The UK’s regulatory posture is notably more receptive than that of the European Union, where member states have struggled to harmonize autonomous vehicle rules and where the German, French, and Dutch frameworks differ substantially. If Waymo launches commercially in London, it will represent a competitive advantage for the UK in attracting the next wave of autonomous mobility investment — a point that the government has been explicit about in its industrial strategy documents.

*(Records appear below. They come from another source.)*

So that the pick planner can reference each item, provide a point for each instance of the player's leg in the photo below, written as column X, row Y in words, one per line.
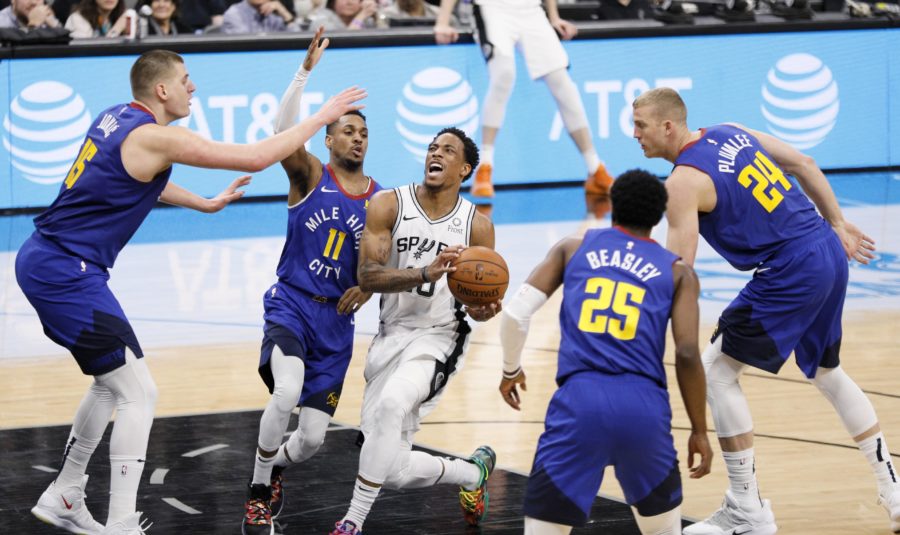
column 818, row 355
column 135, row 397
column 406, row 388
column 284, row 371
column 495, row 32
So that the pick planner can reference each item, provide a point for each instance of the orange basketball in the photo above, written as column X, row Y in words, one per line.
column 481, row 276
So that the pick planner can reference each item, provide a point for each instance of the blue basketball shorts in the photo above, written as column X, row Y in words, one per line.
column 793, row 303
column 313, row 332
column 75, row 305
column 596, row 420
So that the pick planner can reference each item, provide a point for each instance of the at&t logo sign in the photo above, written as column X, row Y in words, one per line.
column 800, row 100
column 435, row 98
column 44, row 129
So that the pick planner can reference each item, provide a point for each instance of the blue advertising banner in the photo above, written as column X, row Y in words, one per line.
column 833, row 95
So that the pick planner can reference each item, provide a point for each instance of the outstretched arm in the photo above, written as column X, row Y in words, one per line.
column 375, row 252
column 178, row 196
column 857, row 245
column 688, row 367
column 151, row 148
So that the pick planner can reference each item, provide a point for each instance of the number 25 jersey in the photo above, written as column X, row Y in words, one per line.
column 758, row 209
column 617, row 298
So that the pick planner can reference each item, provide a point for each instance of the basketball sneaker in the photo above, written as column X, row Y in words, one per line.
column 598, row 183
column 731, row 519
column 474, row 503
column 130, row 525
column 482, row 187
column 891, row 503
column 345, row 528
column 257, row 512
column 65, row 508
column 276, row 502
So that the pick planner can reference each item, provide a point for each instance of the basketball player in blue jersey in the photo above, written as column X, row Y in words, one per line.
column 122, row 169
column 620, row 289
column 730, row 185
column 308, row 333
column 412, row 234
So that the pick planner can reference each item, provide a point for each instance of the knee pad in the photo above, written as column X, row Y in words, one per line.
column 502, row 79
column 730, row 411
column 568, row 100
column 852, row 405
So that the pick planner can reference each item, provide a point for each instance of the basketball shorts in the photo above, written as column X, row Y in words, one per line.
column 313, row 332
column 793, row 303
column 596, row 420
column 75, row 305
column 499, row 31
column 392, row 346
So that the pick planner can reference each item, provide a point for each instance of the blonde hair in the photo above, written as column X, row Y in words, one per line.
column 152, row 67
column 666, row 104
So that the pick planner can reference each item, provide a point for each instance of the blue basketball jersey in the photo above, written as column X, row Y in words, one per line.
column 758, row 209
column 617, row 297
column 322, row 246
column 100, row 206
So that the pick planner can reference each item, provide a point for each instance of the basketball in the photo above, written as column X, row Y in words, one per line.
column 481, row 276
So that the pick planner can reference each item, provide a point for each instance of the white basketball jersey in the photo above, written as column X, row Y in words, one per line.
column 416, row 241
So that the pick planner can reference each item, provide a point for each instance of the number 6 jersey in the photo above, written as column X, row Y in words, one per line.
column 100, row 206
column 617, row 298
column 758, row 209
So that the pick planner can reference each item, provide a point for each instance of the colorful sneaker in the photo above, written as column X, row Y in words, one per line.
column 598, row 183
column 65, row 508
column 276, row 502
column 891, row 503
column 482, row 187
column 345, row 528
column 474, row 503
column 257, row 513
column 731, row 519
column 130, row 525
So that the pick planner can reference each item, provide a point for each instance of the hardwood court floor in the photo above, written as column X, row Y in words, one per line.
column 807, row 465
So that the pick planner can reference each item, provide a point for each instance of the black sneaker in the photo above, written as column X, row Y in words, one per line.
column 257, row 513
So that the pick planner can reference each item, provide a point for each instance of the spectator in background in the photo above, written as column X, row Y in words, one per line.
column 406, row 9
column 27, row 15
column 258, row 16
column 201, row 15
column 164, row 20
column 346, row 15
column 97, row 18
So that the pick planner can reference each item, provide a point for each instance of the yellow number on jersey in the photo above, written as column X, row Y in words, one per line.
column 88, row 150
column 332, row 250
column 765, row 174
column 621, row 298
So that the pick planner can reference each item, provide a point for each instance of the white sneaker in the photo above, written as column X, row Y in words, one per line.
column 130, row 525
column 891, row 503
column 731, row 519
column 65, row 508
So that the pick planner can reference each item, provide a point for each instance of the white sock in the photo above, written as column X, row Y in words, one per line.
column 487, row 154
column 363, row 498
column 262, row 469
column 591, row 160
column 124, row 478
column 741, row 467
column 876, row 451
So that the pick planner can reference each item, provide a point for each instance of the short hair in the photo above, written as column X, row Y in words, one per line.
column 150, row 68
column 667, row 104
column 638, row 199
column 331, row 126
column 470, row 149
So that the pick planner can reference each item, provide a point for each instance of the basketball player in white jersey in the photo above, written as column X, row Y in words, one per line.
column 412, row 233
column 501, row 26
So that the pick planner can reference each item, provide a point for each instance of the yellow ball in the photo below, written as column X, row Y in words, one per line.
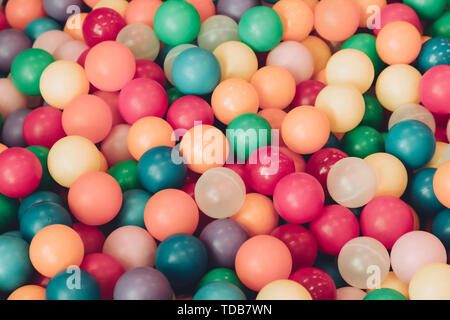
column 398, row 85
column 350, row 66
column 391, row 174
column 70, row 157
column 236, row 60
column 431, row 282
column 62, row 81
column 344, row 106
column 283, row 290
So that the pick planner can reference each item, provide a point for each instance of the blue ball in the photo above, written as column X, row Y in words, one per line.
column 441, row 227
column 73, row 284
column 42, row 215
column 220, row 290
column 412, row 142
column 158, row 170
column 196, row 71
column 132, row 211
column 421, row 193
column 37, row 197
column 435, row 51
column 183, row 259
column 15, row 265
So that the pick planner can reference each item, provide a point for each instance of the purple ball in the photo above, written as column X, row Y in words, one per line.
column 12, row 42
column 235, row 8
column 12, row 133
column 143, row 283
column 60, row 9
column 222, row 239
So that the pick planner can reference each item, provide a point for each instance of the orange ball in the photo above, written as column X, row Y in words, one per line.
column 147, row 133
column 55, row 248
column 305, row 129
column 110, row 65
column 275, row 87
column 399, row 42
column 336, row 20
column 170, row 211
column 261, row 260
column 88, row 116
column 441, row 184
column 257, row 215
column 204, row 147
column 95, row 198
column 234, row 97
column 297, row 18
column 21, row 12
column 29, row 292
column 142, row 11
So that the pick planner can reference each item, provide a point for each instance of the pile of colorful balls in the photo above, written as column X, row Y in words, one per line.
column 224, row 150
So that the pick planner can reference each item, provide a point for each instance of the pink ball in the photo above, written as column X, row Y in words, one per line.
column 298, row 198
column 265, row 167
column 434, row 89
column 187, row 110
column 142, row 98
column 386, row 219
column 414, row 250
column 43, row 127
column 20, row 172
column 333, row 228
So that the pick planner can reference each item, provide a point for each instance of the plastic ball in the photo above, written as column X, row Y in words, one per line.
column 412, row 142
column 261, row 28
column 398, row 85
column 220, row 192
column 261, row 260
column 414, row 250
column 363, row 261
column 70, row 157
column 110, row 66
column 132, row 246
column 352, row 182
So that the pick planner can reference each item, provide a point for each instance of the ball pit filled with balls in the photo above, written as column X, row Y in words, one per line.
column 224, row 150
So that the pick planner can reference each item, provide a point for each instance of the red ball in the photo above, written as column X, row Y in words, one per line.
column 92, row 237
column 20, row 172
column 265, row 167
column 333, row 228
column 306, row 93
column 321, row 162
column 142, row 98
column 187, row 110
column 43, row 127
column 319, row 284
column 102, row 24
column 150, row 70
column 301, row 244
column 298, row 198
column 106, row 270
column 434, row 89
column 386, row 219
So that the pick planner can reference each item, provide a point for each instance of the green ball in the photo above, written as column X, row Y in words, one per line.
column 126, row 174
column 366, row 43
column 41, row 153
column 27, row 68
column 221, row 274
column 8, row 212
column 362, row 142
column 247, row 133
column 373, row 116
column 261, row 28
column 176, row 22
column 427, row 9
column 384, row 294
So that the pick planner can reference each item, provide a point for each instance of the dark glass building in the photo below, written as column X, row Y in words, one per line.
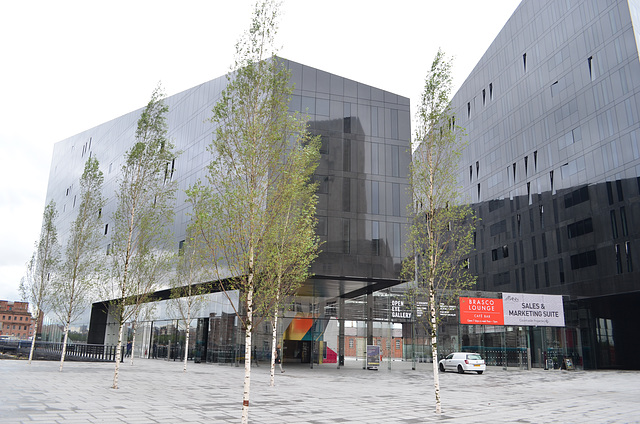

Global Ambitions: Tokyo, Australia, and Beyond
London is not the only international market on Waymo’s roadmap. The company is also testing in Tokyo, Japan, in partnership with local automotive and logistics partners, though Japanese regulatory timelines are considered more complex. Waymo has also dispatched lobbyists to Australia to pursue regulatory changes that would enable commercial operations, with Sydney identified as a potential target market.
The strategic logic of international expansion is straightforward. Waymo currently operates at roughly 500,000 paid trips per week across its US markets — a meaningful business but one that requires enormous capital deployment relative to the revenue generated. International cities with high population density, strong taxi and ride-hail cultures, and favorable regulatory environments represent significant expansion opportunities.
London is an almost ideal first international market on those dimensions. It is the world’s largest English-language city by economic output. Its ride-hail market is enormous — Uber and Bolt collectively process millions of trips per week in the capital. Traffic congestion is severe enough that residents actively prefer not to own cars. And the city’s infrastructure is sophisticated: detailed digital maps, reliable 5G connectivity, and an existing private-hire licensing regime that Waymo can work within rather than around.
The Uber Question
One complication in the London story is Waymo’s evolving relationship with Uber. In the US, Waymo has partnered extensively with Uber to distribute rides — Waymo vehicles appear in the Uber app in multiple cities, giving the robotaxi company consumer distribution without requiring it to build its own app and customer acquisition infrastructure. In London, however, Uber is not just a distributor but a direct competitor in the premium black-cab replacement market.
Waymo’s UK operations will need to determine whether to maintain the Uber partnership model, pursue a standalone consumer app, or work through an alternative distributor like Bolt, Free Now, or a UK-specific partner. The choice will affect both launch speed and unit economics significantly.
There is also a broader strategic question about whether Waymo and Uber’s collaboration — which has been enormously valuable for Waymo’s US growth — can survive Uber’s own aggressive moves toward robotaxi operations in multiple markets. Uber has invested heavily in both Nuro and Lucid for its own autonomous fleet ambitions, creating the conditions for a direct conflict that could eventually force Waymo to choose between partnership and independence.
What the London Launch Means for the Industry
At 500,000 weekly trips and growing, Waymo is already the clear leader in commercial autonomous vehicle operations globally — more than twice the volume of any competitor. But all of that volume is concentrated in the US, in markets that Waymo chose partly because of their regulatory and infrastructure compatibility with its systems.
London tests whether the technology and the business model can scale internationally without losing performance or safety margins. If Waymo can operate profitably in London’s conditions, it can likely operate in most major cities on earth. If it struggles — with the AI, with the regulators, or with the economics — it will reveal important limits to the “train in the US, deploy everywhere” playbook that has animated the autonomous vehicle industry’s optimism for years.
The eyes of the AV industry are on London.